FairSSL: Fair Multimodal Self-Supervised Learning
Abstract
Multimodal Self-Supervised Learning (SSL) has achieved remarkable success by learning representations from multiple views of data. However, prevalent methods rely on the redundancy assumption—that different views share substantial task-relevant information. We argue that this assumption fails in complex, real-world settings characterized by heterogeneity (e.g., variable-length healthcare or behavioral data), where enforcing strict alignment can discard unique, modality-specific signals and inadvertently amplify bias. In this work, we propose FairSSL, a framework that leverages data heterogeneity as a resource for fairness rather than a hindrance. Unlike standard contrastive approaches, FairSSL uses a subject-aware Variance-Invariance-Covariance Regularization objective, where alignment is enforced across segments drawn from the same subject.
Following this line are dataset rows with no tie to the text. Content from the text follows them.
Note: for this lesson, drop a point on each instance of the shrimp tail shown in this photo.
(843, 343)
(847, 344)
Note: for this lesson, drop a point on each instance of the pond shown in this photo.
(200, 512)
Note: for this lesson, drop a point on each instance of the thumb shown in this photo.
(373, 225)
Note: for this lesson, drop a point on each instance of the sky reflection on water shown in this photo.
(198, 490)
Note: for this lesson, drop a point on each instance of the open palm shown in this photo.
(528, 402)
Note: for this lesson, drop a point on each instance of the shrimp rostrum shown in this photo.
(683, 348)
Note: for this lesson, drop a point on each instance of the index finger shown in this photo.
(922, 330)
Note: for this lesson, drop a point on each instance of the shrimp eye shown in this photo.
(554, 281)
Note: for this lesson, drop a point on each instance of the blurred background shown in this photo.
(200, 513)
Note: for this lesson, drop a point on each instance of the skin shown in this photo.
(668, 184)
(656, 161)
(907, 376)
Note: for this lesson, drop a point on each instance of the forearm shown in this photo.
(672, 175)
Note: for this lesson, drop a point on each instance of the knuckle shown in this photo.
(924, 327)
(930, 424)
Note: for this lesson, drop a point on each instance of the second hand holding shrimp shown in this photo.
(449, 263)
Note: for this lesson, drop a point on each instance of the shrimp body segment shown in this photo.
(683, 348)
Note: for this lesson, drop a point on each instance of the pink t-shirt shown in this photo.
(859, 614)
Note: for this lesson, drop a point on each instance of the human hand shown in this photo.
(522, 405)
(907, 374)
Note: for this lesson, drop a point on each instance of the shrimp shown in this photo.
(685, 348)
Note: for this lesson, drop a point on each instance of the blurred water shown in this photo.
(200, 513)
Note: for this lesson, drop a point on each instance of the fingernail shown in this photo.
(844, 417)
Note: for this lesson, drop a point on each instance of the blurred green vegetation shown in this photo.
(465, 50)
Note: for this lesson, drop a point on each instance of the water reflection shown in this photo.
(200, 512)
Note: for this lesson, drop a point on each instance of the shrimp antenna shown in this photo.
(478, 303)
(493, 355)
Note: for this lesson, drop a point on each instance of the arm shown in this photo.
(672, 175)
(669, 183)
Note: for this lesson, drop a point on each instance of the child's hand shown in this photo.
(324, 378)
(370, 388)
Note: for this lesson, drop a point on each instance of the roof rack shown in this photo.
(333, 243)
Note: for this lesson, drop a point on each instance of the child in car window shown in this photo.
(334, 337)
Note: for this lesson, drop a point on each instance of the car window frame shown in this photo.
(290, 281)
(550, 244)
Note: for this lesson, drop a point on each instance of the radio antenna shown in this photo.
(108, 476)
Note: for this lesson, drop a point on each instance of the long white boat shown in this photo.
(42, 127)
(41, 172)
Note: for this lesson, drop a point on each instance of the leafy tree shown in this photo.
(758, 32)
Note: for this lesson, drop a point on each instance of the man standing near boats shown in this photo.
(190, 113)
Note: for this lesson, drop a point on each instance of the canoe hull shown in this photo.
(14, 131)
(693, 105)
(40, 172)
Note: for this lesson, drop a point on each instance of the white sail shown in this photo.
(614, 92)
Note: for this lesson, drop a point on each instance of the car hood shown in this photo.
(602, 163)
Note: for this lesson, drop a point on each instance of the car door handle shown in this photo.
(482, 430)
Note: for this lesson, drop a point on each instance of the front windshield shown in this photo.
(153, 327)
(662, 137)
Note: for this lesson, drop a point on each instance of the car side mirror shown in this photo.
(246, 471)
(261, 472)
We introduce a segment-based pooling strategy to handle variable-length modalities, and we regularize representations to encourage (i) sufficient within-subject variability, (ii) cross-modal and cross-subject invariance, and (iii) representation decorrelation. Theoretical analysis shows that our objective bounds the score gap between protected groups. Empirically, FairSSL significantly outperforms existing baselines on heterogeneous multimodal datasets, improving fairness without sacrificing downstream predictive performance.